La banda catalana presenta la festiva fusión sin fronteras de su segundo disco, 'Postrof'

J. OLARTE.

El nombre improbable del grupo y de su primer disco (Vafalungo) aparecieron hace seis años pintados en un muro de La Garriga. Esas formas de expresión popular, absorbidas y adoptadas como carta de presentación, dicen mucho sobre el carácter de los Dusminguet, abierto y plural comando rítmico formado en ese pueblo barcelonés que defiende el libre tráfico de sonidos, sabores, colores y culturas.

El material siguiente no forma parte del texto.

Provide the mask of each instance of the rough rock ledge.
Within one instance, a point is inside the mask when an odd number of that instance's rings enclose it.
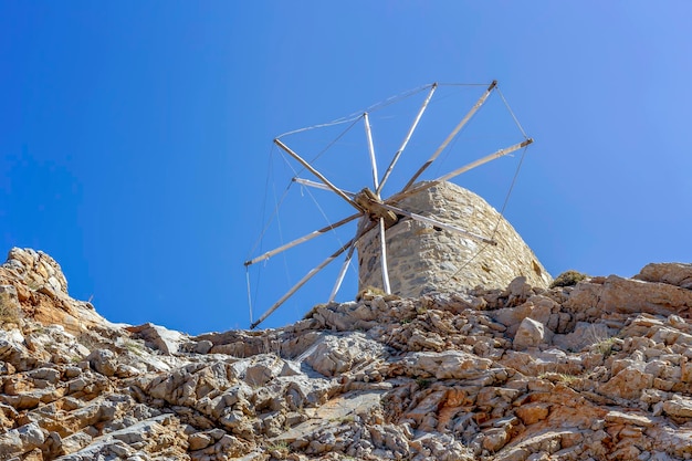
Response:
[[[691,273],[364,296],[190,337],[111,324],[12,249],[0,460],[691,459]]]

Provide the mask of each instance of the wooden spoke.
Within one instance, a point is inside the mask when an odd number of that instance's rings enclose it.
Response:
[[[295,239],[295,240],[293,240],[293,241],[291,241],[291,242],[289,242],[289,243],[286,243],[284,245],[281,245],[281,247],[279,247],[279,248],[276,248],[274,250],[268,251],[266,253],[262,254],[261,256],[258,256],[258,258],[255,258],[253,260],[250,260],[250,261],[245,261],[244,264],[245,265],[251,265],[251,264],[258,263],[260,261],[264,261],[266,259],[270,259],[274,254],[279,254],[282,251],[289,250],[290,248],[293,248],[293,247],[298,245],[301,243],[307,242],[308,240],[312,240],[315,237],[319,237],[319,235],[322,235],[325,232],[328,232],[328,231],[331,231],[333,229],[336,229],[336,228],[338,228],[340,226],[344,226],[347,222],[350,222],[350,221],[353,221],[354,219],[356,219],[356,218],[358,218],[360,216],[363,216],[363,213],[352,214],[348,218],[344,218],[340,221],[335,222],[334,224],[329,224],[329,226],[327,226],[325,228],[322,228],[322,229],[318,229],[318,230],[316,230],[314,232],[311,232],[307,235],[303,235],[303,237],[301,237],[298,239]]]
[[[428,93],[428,97],[426,97],[426,101],[423,101],[423,104],[420,106],[420,109],[418,111],[418,115],[413,119],[413,123],[411,124],[409,132],[406,134],[406,137],[403,138],[403,142],[401,143],[401,146],[399,147],[399,150],[397,150],[397,153],[395,154],[394,158],[391,159],[391,164],[389,164],[389,167],[387,167],[387,171],[385,171],[385,176],[382,176],[382,180],[379,182],[379,187],[376,190],[378,195],[382,190],[382,187],[385,187],[385,182],[387,182],[387,179],[389,179],[389,175],[391,174],[394,166],[397,165],[399,157],[401,157],[401,153],[403,151],[403,149],[406,149],[406,146],[411,139],[411,136],[413,135],[413,132],[416,130],[416,127],[418,126],[418,123],[420,122],[420,117],[423,116],[423,112],[426,112],[426,108],[428,107],[428,103],[430,103],[430,99],[432,98],[432,94],[434,93],[437,87],[438,87],[437,83],[433,83],[432,86],[430,87],[430,93]]]
[[[323,185],[322,182],[311,181],[310,179],[303,179],[303,178],[295,177],[295,178],[292,179],[292,181],[293,182],[297,182],[301,186],[314,187],[315,189],[332,190],[332,189],[329,189],[328,186]],[[344,190],[344,189],[342,189],[342,191],[344,193],[346,193],[352,199],[355,197],[354,192],[349,192],[348,190]]]
[[[315,168],[312,167],[312,165],[310,165],[307,161],[305,161],[300,155],[297,155],[296,153],[294,153],[293,150],[291,150],[289,148],[289,146],[286,146],[285,144],[283,144],[280,139],[274,139],[274,144],[276,144],[279,147],[281,147],[286,154],[289,154],[291,157],[295,158],[301,165],[303,165],[310,172],[312,172],[313,175],[315,175],[317,178],[319,178],[319,180],[325,184],[325,186],[327,186],[329,189],[332,189],[334,192],[336,192],[337,196],[339,196],[340,198],[343,198],[344,200],[346,200],[348,202],[348,205],[350,205],[352,207],[354,207],[356,210],[358,211],[365,211],[363,208],[360,208],[360,206],[358,203],[356,203],[355,201],[353,201],[352,199],[348,198],[348,196],[346,196],[346,193],[344,193],[344,191],[342,189],[339,189],[338,187],[334,186],[332,182],[329,182],[329,180],[327,178],[324,177],[324,175],[322,175],[319,171],[317,171]]]
[[[363,114],[363,122],[365,123],[365,135],[368,138],[368,151],[370,153],[370,165],[373,167],[373,184],[375,185],[374,189],[379,189],[379,178],[377,175],[377,159],[375,158],[375,145],[373,144],[373,130],[370,129],[370,118],[368,117],[368,113]]]
[[[487,90],[485,90],[485,93],[483,93],[483,95],[479,98],[479,101],[476,101],[476,103],[473,105],[473,107],[471,107],[471,111],[469,111],[469,113],[461,119],[461,122],[459,122],[459,124],[454,127],[452,133],[449,134],[447,139],[444,139],[444,142],[440,145],[440,147],[438,147],[438,149],[432,154],[432,156],[430,156],[428,161],[426,161],[418,169],[418,171],[416,171],[413,177],[411,179],[409,179],[409,181],[406,184],[406,186],[403,186],[402,190],[406,190],[409,187],[411,187],[411,185],[413,182],[416,182],[416,179],[418,179],[418,177],[420,175],[422,175],[422,172],[426,169],[428,169],[428,167],[436,160],[436,158],[438,158],[440,156],[442,150],[444,150],[447,148],[447,146],[452,142],[452,139],[454,139],[454,137],[459,134],[461,128],[463,128],[463,126],[471,119],[471,117],[473,117],[473,115],[478,112],[478,109],[481,108],[481,106],[485,103],[485,99],[487,99],[487,96],[490,96],[490,93],[495,88],[495,86],[497,86],[497,81],[493,80],[493,83],[490,84]]]
[[[276,311],[283,303],[286,302],[286,300],[291,296],[293,296],[293,294],[298,291],[301,289],[301,286],[303,286],[305,283],[307,283],[308,280],[311,280],[313,276],[315,276],[315,274],[317,274],[317,272],[322,271],[324,268],[327,266],[327,264],[329,264],[332,261],[334,261],[335,259],[337,259],[344,251],[346,251],[353,243],[354,243],[355,239],[352,239],[348,241],[348,243],[346,243],[344,247],[339,248],[338,250],[336,250],[329,258],[327,258],[326,260],[324,260],[323,262],[321,262],[316,268],[312,269],[307,274],[305,274],[305,276],[303,276],[303,279],[301,279],[298,281],[298,283],[296,283],[295,285],[293,285],[293,287],[291,290],[289,290],[286,292],[286,294],[284,294],[283,296],[281,296],[281,298],[279,301],[276,301],[274,303],[274,305],[272,305],[264,314],[262,314],[262,316],[260,318],[258,318],[254,323],[252,323],[250,325],[250,329],[253,329],[254,327],[256,327],[259,324],[261,324],[262,322],[264,322],[266,319],[266,317],[269,317],[274,311]]]
[[[475,167],[480,167],[483,164],[487,164],[489,161],[494,160],[494,159],[500,158],[500,157],[503,157],[503,156],[505,156],[507,154],[512,154],[513,151],[518,150],[522,147],[526,147],[530,144],[532,144],[534,140],[532,138],[528,138],[526,140],[523,140],[522,143],[515,144],[515,145],[506,147],[504,149],[495,150],[491,155],[487,155],[487,156],[485,156],[483,158],[479,158],[478,160],[472,161],[472,163],[470,163],[470,164],[468,164],[468,165],[465,165],[465,166],[463,166],[463,167],[461,167],[459,169],[455,169],[452,172],[448,172],[447,175],[441,176],[438,179],[434,179],[432,181],[428,181],[428,182],[422,184],[420,186],[417,186],[417,187],[415,187],[412,189],[402,190],[401,192],[396,193],[396,195],[391,196],[389,199],[387,199],[387,202],[395,202],[395,201],[401,200],[405,197],[410,197],[410,196],[413,196],[413,195],[416,195],[418,192],[421,192],[421,191],[423,191],[426,189],[430,189],[431,187],[434,187],[436,185],[438,185],[438,184],[440,184],[442,181],[448,181],[448,180],[450,180],[450,179],[452,179],[452,178],[454,178],[454,177],[457,177],[457,176],[459,176],[459,175],[461,175],[463,172],[469,171],[470,169],[473,169]]]
[[[486,238],[484,238],[482,235],[478,235],[478,234],[475,234],[473,232],[469,232],[469,231],[463,230],[463,229],[461,229],[461,228],[459,228],[457,226],[448,224],[448,223],[444,223],[444,222],[439,221],[439,220],[433,219],[433,218],[429,218],[429,217],[426,217],[426,216],[420,216],[420,214],[417,214],[417,213],[412,213],[410,211],[406,211],[406,210],[402,210],[400,208],[392,207],[391,205],[386,205],[385,203],[385,205],[382,205],[382,207],[387,208],[388,210],[394,211],[395,213],[403,214],[403,216],[407,216],[407,217],[409,217],[411,219],[415,219],[416,221],[426,222],[428,224],[432,224],[434,227],[438,227],[438,228],[441,228],[441,229],[444,229],[444,230],[448,230],[448,231],[451,231],[451,232],[461,233],[463,235],[470,237],[471,239],[479,240],[479,241],[481,241],[483,243],[489,243],[491,245],[496,245],[497,244],[497,242],[495,242],[492,239],[486,239]]]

De acuerdo con su procedencia, Joan Garriga (voz y acordeón), Martí Vilardebó (batería) y Dani Portabella (guitarra), núcleo central de este banda permeable a músicos brasileños, argentinos, colombianos, dominicanos o magrebíes, reivindica la verbena popular, la pachanga y baile sin fronteras. Quede claro que, aunque Dusminguet puedan caer en lugares comunes del buen rollito, no hablamos del dichoso mestizaje, término sobado hasta la saciedad que ha servido como coartada a todo tipo de pastiches atolondrados y de indocumentados. El batera Martí pone las cosas en su sitio: "Nosotros preferimos hablar de 'pachanga jonda'. Lo del mestizaje es una etiqueta comercial que ya no significa nada. Nosotros hemos caído en ese saco, pero somos una banda del pueblo y para el pueblo".